The Guardian view on Rishi Sunak: the prime minister is fighting for his political life

Rishi Sunak appears at the Covid inquiry on 11 December
Rishi Sunak at the Covid inquiry on 11 December; his flagship scheme to boost the restaurant industry was known in Whitehall as ‘eat out to help out the virus’. Photograph: UK Covid-19 Inquiry/AP

In the past decade, Nigel Farage has traumatised the Conservative party and transformed it for the worse. His suggestion that he could return to politics after his stint on reality TV will trigger paroxysms of Tory despair. The prospect of the former Brexit party leader’s comeback only emphasises that Rishi Sunak is fighting for his political life after his party’s civil war restarted over immigration. The prime minister’s appearance at the Covid inquiry is unlikely to help much. His flagship scheme to boost the restaurant industry after the first lockdown was known in Whitehall as “eat out to help out the virus”.

The Tory splits over shutting down the country were shallower and less treacherous than on immigration, which has replaced Europe as the party’s great division. But they run along similar lines, with each side having their own facts. Tory MPs are restive because they were elected as Brexiters who have proved incompetent at exercising the control over immigration that they sought. For some, Mr Sunak’s proposed law goes too far in limiting migrants’ rights to challenge deportation, while for others it does not go far enough. The return of Mr Farage in such circumstances torments Conservatives.

Another cause for Tory unease is the widespread perception that 13 years of Conservative prime ministers have run the country into the ground. Patients in the UK are waiting longer to see a doctor than people in Kenya. Crumbling concrete means schools and courts are being closed down before they fall down. Unicef said this month that the UK, among 39 of the world’s richest nations, had the biggest jump in child poverty in the past decade. The extent to which Mr Sunak prioritised the economy over wider society’s needs as chancellor during the pandemic was at the heart of his evidence. When campaigning to lead the Tory party, he told the Spectator last year that scientists were given too much power and that he had complained about the cost of lockdowns early in the pandemic. However, in response to questioning, Mr Sunak would only admit to resisting the imposition of restrictions in September 2020, shamelessly saying he had been talking to the Spectator about the government’s communications strategy.

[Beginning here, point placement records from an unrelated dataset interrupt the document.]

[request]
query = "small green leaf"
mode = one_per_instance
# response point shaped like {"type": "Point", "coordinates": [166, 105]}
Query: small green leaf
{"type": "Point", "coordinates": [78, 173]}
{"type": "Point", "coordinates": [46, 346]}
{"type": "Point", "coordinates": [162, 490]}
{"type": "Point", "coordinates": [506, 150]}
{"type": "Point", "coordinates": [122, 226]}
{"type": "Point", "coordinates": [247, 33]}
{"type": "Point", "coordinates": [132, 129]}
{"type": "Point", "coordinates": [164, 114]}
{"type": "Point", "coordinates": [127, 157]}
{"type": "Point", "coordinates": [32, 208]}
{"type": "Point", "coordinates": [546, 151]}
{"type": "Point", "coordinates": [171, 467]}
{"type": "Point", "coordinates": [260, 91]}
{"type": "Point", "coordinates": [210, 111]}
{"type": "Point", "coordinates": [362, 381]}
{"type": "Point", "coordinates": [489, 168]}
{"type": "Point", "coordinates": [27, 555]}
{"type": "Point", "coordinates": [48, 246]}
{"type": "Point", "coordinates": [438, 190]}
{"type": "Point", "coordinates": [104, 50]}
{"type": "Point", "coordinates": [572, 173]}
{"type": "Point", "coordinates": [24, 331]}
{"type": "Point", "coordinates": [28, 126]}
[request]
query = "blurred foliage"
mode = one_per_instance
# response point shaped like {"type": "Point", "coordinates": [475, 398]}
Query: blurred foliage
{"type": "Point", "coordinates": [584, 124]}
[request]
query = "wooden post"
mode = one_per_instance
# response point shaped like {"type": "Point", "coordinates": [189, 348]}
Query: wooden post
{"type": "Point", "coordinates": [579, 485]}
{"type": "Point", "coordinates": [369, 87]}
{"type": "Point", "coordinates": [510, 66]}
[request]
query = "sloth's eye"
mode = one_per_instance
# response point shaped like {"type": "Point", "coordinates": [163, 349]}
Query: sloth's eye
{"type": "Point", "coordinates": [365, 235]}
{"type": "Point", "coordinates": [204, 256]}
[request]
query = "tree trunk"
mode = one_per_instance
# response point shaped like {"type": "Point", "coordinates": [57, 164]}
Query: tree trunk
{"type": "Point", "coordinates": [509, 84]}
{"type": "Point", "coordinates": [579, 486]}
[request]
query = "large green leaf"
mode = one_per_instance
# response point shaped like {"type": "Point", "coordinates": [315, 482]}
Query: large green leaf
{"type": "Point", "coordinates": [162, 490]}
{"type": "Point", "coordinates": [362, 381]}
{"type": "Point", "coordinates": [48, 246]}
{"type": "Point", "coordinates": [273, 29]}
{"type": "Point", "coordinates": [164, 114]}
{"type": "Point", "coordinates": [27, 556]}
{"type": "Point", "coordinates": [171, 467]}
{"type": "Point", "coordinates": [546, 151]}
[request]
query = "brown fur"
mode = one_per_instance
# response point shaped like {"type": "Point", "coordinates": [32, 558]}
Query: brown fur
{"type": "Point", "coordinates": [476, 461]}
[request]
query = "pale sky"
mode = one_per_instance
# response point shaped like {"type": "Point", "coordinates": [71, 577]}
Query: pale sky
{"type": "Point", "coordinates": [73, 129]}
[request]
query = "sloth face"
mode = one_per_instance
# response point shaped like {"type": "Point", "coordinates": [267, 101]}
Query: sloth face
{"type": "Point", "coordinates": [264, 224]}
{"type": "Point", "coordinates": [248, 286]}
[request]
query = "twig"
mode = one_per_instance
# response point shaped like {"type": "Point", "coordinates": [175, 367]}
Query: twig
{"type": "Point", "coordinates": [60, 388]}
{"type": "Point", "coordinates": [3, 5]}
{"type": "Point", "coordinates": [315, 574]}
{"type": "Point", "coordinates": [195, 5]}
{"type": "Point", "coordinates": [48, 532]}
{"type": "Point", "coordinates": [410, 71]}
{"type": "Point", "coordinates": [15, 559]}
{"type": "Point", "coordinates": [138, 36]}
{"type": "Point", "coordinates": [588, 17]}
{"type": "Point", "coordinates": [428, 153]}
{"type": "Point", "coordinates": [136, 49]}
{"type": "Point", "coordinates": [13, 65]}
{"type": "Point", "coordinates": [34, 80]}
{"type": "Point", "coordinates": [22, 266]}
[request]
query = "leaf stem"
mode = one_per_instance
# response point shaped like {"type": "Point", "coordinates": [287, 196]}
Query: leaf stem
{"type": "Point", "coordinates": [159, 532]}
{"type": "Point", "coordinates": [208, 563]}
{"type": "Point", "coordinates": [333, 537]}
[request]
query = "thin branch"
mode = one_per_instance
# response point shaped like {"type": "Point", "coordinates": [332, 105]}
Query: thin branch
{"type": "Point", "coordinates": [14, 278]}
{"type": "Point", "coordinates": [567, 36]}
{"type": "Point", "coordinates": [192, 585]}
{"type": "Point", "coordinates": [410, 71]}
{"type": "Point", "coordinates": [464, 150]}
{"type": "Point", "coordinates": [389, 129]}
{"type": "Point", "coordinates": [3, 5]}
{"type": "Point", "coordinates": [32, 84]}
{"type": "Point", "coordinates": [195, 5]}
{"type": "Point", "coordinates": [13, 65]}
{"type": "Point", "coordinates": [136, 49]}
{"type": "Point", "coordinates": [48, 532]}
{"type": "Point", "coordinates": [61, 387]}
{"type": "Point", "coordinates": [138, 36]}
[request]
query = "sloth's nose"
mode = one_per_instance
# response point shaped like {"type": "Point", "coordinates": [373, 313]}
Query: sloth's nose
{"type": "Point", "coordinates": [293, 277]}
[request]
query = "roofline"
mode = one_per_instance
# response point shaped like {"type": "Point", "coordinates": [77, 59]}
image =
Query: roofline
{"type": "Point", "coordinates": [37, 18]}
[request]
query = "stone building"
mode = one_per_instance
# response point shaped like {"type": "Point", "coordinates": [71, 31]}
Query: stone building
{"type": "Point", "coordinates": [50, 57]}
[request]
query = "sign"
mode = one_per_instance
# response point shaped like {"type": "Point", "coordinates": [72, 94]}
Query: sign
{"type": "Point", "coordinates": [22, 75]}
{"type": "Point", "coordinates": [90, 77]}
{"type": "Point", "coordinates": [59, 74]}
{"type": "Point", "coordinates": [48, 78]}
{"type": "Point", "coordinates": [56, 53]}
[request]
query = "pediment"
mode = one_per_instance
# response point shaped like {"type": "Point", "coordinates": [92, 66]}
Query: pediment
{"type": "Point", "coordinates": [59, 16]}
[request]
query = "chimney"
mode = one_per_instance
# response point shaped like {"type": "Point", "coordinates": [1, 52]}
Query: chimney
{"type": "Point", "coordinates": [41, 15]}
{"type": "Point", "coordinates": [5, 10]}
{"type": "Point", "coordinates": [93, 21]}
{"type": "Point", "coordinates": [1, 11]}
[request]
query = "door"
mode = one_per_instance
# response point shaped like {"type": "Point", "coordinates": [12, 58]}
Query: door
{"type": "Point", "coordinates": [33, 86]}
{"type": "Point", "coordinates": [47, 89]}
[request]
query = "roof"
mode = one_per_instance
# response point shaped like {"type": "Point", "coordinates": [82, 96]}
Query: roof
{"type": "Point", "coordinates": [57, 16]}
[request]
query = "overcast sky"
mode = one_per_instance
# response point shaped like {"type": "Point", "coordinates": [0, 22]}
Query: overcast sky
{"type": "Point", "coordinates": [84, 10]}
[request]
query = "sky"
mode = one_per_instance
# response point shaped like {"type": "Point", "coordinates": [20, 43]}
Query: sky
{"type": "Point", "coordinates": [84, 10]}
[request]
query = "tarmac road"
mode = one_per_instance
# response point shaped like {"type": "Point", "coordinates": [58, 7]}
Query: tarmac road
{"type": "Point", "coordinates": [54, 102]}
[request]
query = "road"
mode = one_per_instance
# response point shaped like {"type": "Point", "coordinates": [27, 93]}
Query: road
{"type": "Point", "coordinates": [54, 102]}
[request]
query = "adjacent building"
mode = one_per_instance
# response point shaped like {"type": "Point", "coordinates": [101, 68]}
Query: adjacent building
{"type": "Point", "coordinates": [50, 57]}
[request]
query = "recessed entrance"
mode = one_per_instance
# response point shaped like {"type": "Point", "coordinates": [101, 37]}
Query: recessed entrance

Britain’s direction of travel needed reappraising post-pandemic. Countries that had handled the emergency well had strong welfare states. However, the government prefers a more simplistic, Panglossian and selective view. In education, the international rankings for England’s secondary school pupils flattered to deceive and were based on ropey statistics. But ministers opted for cheap political point-scoring – no doubt influenced by the fact that Mr Sunak’s Treasury was accused of starving schools of the cash required for children’s learning recovery. At the Covid inquiry, he was forced to deny claims he called parents who couldn’t afford to buy food for their children “freeloaders”.

Mr Sunak has overseen rising inequality, public-sector austerity and regressive tax reforms. Today’s Conservative party has a clear interest in diverting public attention from its policy failures. Mr Sunak gambled that, in the short term, his party benefited by shifting attention from unpopular economic policies to cultural issues that inflame public opinion, such as immigration. But in the long term, this strategy strengthened the hard right – both within and without his party – so much that it has left him facing the biggest test of his premiership.